可不是出于真心与他结交的。
不过,即便是真心,蒋瓛这种人也着实结交不得。
但,现在这种情况他也不能不去。
他若不去那就是不给蒋瓛面子,不给蒋瓛面子便也就是给自己树敌。
刚弄走了一个毛骧,他可不想再来了一个蒋瓛。
听清校尉所言后,陈恪迅速收拾该有的东西,道:“你看让你说,你还非拉着我走,不把东西带齐全了,过去不也是白费力气吗?”
东西收拾完毕,陈恪与那校尉出现在了锦衣卫指挥使的公房中。
毛骧倒于地上,蒋瓛待在一旁有些焦急。
见到陈恪,当即走来,语气中带着几分愤恨,道:“安乐伯,你来了,毛骧什么都还没说呢,便畏罪自杀了,你瞅瞅他还有救吗?”

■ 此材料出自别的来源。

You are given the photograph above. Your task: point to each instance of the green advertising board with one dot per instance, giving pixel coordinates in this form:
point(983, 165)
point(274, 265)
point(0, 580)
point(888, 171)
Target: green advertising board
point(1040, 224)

什么都没说便畏罪自杀,你不正好想说什么就能说什么了吗?
陈恪心中吐槽,脸上没有任何表示,只蹲下身子先看了瞳孔,又把了脉,终才回道:“瞳孔放大,已无脉搏,怕是已无救治的希望了。”
毛骧这种情况也并非陈恪医术不行,或者条件有限,即便放于后世怕也无救治的希望了。
听了陈恪所言,蒋瓛从地上起身,冷声道:“真他娘的丧气,眼皮子底下都能自刎,你们几个把毛骧抬出去,把这里收拾一下。”